In natural languages/codes it is not the structure of syntax that determines the meaning of sequences. In nearly all cases it is the hidden deep grammar which determines meaning for the recipient of the message. The deep grammar depends on how the superficial syntax is marked: in the genetic code by epigenetic imprintings or in sign sequences of utterances by gestures and emphasis. In all cases the hidden deep grammar decides whether a competent recipient can understand the intended meaning of the sender or not.
The real-life world in which natural sign users are included decides the meaning of a natural language or code, not the in vitro experimental set ups, the universal grammar or similar algorithm-based components. In contrast with previous approaches the real action between interactors determines what signs of communication and coordination are used to express what should be transported, what is intended, and what is focused. The real actions are the driving force of content and represent the context which determines the meaning of thoughts and interpretations. Therefore pragmatics is of essential relevance to identify the meaning of natural languages/codes, not syntax or semantics.
This aspect is missing completely in Eigens concept of a sequence space in which each nucleotide sequence occupies a unique position that can be computed by digital units. Because each nucleotide sequence can have several meanings, depending on the contextual use, sequence space position can not explain the variety of its functions.
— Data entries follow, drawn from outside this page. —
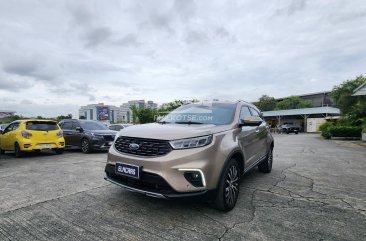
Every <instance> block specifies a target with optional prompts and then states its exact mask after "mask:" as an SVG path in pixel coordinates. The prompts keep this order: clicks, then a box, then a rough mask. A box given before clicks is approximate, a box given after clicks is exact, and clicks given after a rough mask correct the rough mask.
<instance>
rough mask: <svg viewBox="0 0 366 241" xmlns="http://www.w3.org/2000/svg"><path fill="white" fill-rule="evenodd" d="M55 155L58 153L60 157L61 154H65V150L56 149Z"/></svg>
mask: <svg viewBox="0 0 366 241" xmlns="http://www.w3.org/2000/svg"><path fill="white" fill-rule="evenodd" d="M55 153H56V154H57V155H60V154H62V153H64V148H56V149H55Z"/></svg>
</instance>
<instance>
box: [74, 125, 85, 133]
mask: <svg viewBox="0 0 366 241" xmlns="http://www.w3.org/2000/svg"><path fill="white" fill-rule="evenodd" d="M75 130H76V131H78V132H83V131H84V129H83V128H81V127H80V126H78V127H76V128H75Z"/></svg>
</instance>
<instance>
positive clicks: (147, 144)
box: [114, 136, 172, 157]
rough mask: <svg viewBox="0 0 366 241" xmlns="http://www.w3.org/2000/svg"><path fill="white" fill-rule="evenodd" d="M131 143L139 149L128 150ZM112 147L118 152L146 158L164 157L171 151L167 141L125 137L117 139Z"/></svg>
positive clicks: (121, 136)
mask: <svg viewBox="0 0 366 241" xmlns="http://www.w3.org/2000/svg"><path fill="white" fill-rule="evenodd" d="M132 143H135V144H138V145H139V148H138V149H137V150H132V149H130V144H132ZM114 146H115V148H116V149H117V151H119V152H122V153H126V154H132V155H137V156H146V157H157V156H164V155H166V154H168V153H169V152H170V151H171V150H172V148H171V147H170V145H169V142H168V141H164V140H155V139H143V138H134V137H125V136H120V137H118V138H117V140H116V142H115V143H114Z"/></svg>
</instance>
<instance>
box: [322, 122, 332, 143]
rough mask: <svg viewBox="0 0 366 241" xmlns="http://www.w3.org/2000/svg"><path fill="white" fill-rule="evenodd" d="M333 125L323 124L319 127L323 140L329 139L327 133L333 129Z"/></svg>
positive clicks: (329, 137) (329, 138) (331, 124)
mask: <svg viewBox="0 0 366 241" xmlns="http://www.w3.org/2000/svg"><path fill="white" fill-rule="evenodd" d="M333 126H334V124H333V123H332V122H325V123H323V124H321V125H320V126H319V130H320V131H321V135H322V137H324V138H325V139H330V137H331V134H330V132H329V129H330V128H331V127H333Z"/></svg>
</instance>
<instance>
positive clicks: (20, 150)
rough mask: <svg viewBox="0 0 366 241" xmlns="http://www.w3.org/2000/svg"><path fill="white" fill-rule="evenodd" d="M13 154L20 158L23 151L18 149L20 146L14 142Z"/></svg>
mask: <svg viewBox="0 0 366 241" xmlns="http://www.w3.org/2000/svg"><path fill="white" fill-rule="evenodd" d="M14 154H15V157H16V158H20V157H23V156H24V152H23V151H22V150H21V149H20V146H19V144H18V143H15V145H14Z"/></svg>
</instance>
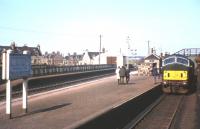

This means the mathematical concept of language and its derivatives is based upon a fundamental error. Natural languages/codes are not the core objects of natural sciences because the latter”s tools for appropriate investigations are rather limited and cannot lead to a full explanation or understanding. As a consequence we need a pragmatic turn in biology to liberate this discipline from its role as a subdiscipline of physics and chemistry.